Obama hat zwar bereits mehrfach die Ansicht geäußert, dass er für eine Ausweitung des Kampfes gegen die Terrormiliz keine besondere Genehmigung benötige. Der "New York Times" zufolge hat das Weiße Haus aber am Dienstag stillschweigend um eine ausdrückliche Rückendeckung des Kongresses für die Ausbildung und Ausrüstung ausländischer Kräfte ersucht.  Hintergrund ist demnach, dass Obama stets betont hat, dass er keine Bodentruppen einsetzen werde. Aber strikt gesehen fallen Ausbilder als uniformierte Militärangehörige in diese Kategorie, auch wenn sie keine Kampfeinsätze leisten.

Neue Regierung in Bagdad erhält Zusagen

Mithilfe der internationalen Koalition sollen die irakischen Streitkräfte für den Kampf gegen den IS gerüstet werden. Die irakische Armee solle als Teil einer globalen Strategie "wiederaufgebaut und ausgebildet" werden, sagte US-Außenminister John Kerry bei einem Besuch in der irakischen Hauptstadt Bagdad.

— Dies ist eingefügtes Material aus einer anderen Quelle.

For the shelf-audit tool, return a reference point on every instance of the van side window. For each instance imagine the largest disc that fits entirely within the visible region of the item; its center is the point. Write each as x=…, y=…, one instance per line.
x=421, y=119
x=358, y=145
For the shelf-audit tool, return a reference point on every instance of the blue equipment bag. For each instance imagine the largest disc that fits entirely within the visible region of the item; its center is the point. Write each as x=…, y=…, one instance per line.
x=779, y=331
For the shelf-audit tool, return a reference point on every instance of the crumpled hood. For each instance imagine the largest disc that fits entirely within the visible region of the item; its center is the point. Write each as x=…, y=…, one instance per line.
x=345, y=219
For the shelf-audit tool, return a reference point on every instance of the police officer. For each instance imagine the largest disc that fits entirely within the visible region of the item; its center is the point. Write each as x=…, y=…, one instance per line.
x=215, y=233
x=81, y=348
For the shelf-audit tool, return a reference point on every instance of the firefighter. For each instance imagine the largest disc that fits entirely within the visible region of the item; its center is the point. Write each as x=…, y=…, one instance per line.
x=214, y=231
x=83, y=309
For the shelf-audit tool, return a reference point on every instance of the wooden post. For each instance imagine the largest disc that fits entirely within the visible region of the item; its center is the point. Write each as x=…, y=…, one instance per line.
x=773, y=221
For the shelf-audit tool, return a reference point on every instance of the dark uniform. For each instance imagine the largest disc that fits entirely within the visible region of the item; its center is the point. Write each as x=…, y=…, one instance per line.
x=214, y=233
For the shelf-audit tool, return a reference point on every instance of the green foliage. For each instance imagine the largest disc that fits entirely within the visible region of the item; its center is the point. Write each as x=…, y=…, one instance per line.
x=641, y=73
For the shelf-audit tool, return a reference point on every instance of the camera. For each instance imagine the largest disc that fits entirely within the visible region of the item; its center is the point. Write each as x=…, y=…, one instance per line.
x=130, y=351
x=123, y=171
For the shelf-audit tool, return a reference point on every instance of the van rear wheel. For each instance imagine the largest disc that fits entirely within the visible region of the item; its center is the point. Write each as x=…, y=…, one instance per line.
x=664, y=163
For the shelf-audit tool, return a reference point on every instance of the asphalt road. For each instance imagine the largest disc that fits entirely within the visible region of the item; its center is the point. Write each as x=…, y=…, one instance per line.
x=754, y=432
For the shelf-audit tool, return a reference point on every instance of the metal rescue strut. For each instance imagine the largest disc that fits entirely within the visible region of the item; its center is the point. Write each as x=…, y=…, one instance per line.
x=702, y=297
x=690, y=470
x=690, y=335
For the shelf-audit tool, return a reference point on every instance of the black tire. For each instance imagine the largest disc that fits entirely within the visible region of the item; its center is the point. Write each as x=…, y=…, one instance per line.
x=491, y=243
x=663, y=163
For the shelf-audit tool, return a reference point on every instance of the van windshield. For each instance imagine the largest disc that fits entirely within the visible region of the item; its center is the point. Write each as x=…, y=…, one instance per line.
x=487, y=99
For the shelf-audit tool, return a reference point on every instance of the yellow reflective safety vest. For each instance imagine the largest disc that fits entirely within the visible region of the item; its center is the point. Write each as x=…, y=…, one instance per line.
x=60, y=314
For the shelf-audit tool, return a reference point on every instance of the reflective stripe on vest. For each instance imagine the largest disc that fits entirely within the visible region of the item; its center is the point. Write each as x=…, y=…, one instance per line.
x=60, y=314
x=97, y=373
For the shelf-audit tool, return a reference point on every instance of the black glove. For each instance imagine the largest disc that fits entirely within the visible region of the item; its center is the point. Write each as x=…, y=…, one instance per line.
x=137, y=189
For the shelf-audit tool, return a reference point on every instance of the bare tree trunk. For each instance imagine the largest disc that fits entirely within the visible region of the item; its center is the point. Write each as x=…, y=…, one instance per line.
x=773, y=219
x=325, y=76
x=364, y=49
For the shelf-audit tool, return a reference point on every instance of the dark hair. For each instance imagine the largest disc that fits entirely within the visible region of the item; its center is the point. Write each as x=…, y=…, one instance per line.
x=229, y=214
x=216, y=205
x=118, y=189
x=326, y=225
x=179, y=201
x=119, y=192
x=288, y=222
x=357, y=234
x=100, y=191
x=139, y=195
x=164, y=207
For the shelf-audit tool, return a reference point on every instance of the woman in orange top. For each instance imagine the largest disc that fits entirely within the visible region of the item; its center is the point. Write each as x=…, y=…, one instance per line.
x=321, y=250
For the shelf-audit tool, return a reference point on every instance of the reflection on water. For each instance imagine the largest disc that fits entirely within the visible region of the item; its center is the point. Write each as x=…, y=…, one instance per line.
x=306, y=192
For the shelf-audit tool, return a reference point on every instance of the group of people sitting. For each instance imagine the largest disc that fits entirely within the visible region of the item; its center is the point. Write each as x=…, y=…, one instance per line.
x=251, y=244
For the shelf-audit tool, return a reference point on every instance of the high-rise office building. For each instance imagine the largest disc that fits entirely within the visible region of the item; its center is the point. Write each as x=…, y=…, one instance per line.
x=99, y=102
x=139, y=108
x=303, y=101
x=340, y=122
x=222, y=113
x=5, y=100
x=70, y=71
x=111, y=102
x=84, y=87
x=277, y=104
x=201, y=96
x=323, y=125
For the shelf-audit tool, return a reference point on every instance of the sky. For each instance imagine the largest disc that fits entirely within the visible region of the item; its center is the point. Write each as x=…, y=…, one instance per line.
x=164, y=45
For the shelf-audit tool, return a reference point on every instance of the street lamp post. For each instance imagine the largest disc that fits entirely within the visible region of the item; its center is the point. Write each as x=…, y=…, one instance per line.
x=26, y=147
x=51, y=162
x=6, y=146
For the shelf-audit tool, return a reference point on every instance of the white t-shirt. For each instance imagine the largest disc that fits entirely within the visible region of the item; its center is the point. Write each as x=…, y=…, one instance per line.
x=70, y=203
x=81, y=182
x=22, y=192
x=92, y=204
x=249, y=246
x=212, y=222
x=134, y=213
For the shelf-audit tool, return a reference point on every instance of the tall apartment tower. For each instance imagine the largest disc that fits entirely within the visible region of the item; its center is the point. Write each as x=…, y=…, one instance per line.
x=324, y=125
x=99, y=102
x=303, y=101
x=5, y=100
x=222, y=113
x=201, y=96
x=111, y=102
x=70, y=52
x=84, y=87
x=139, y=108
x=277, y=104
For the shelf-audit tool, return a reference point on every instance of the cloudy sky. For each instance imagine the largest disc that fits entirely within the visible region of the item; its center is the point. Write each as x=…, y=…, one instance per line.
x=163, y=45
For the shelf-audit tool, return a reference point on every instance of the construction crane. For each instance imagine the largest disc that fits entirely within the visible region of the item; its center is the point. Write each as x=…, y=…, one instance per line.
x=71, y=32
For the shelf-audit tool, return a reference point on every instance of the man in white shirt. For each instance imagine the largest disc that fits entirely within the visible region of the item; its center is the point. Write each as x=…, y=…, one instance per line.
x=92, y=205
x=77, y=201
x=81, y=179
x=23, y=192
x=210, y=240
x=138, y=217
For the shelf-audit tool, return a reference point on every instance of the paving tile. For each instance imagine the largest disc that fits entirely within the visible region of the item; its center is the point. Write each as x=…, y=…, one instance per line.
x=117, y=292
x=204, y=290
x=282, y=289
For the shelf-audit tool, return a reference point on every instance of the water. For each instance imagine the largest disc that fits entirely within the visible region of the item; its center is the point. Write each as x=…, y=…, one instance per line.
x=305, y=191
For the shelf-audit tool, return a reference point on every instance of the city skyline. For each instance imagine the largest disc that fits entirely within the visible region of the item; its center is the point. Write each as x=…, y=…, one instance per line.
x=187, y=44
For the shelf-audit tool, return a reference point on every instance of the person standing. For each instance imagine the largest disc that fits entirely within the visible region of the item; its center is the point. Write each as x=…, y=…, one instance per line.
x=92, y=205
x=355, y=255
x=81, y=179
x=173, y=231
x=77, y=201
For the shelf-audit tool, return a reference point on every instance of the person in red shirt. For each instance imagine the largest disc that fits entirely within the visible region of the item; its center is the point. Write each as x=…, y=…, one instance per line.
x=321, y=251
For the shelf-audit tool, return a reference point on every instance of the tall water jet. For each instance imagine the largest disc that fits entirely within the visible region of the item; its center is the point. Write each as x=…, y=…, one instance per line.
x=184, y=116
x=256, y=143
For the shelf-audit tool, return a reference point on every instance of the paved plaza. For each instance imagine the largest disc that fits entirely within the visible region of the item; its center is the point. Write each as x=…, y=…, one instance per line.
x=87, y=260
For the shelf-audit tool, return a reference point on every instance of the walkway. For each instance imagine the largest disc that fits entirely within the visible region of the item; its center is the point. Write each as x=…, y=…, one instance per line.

Kerry sagte, beim Wiederaufbau und der Ausbildung der irakischen Streitkräfte solle eine andere Strategie verfolgt werden als in den vergangenen Jahren.

Die USA hatten im Jahr 2011 ihre Truppen vollständig aus dem Irak abgezogen. Dies war eines der wichtigsten Wahlkampfversprechen Obamas gewesen. Die irakischen Sicherheitskräfte waren seitdem nicht in der Lage, allein für die Sicherheit im Land zu sorgen. Die Zahl der Opfer von Bombenanschlägen stieg dramatisch, und im Sommer dieses Jahres konnte die Armee die Offensive des radikalsunnitischen IS im Norden des Landes nicht verhindern. Mit Hilfe der Anfang August gestarteten US-Luftangriffe konnte der IS an einem weiteren Vormarsch im Nordirak gehindert werden.

Beim Nato-Gipfel in Wales hatten sich acht Mitgliedstaaten sowie Australien den USA angeschlossen und eine internationale Allianz gegen die Dschihadisten gebildet. Unter anderem gehören dazu Deutschland, Frankreich und Großbritannien. Frankreichs Präsident François Hollande will an diesem Freitag nach Bagdad reisen.

Die Zeitungen "New York Times" und "Washington Post" berichteten im Vorfeld von Obamas Rede, der US-Präsident erwäge die Anordnung von Luftangriffen auf IS-Stellungen in Syrien. Bislang sind diese auf den Nordirak beschränkt. Während Kerrys Besuch wurden in Bagdad bei zwei kurz nacheinander folgenden Bombenanschlägen nach Behördenangaben mindestens 19 Menschen getötet und 52 weitere verletzt.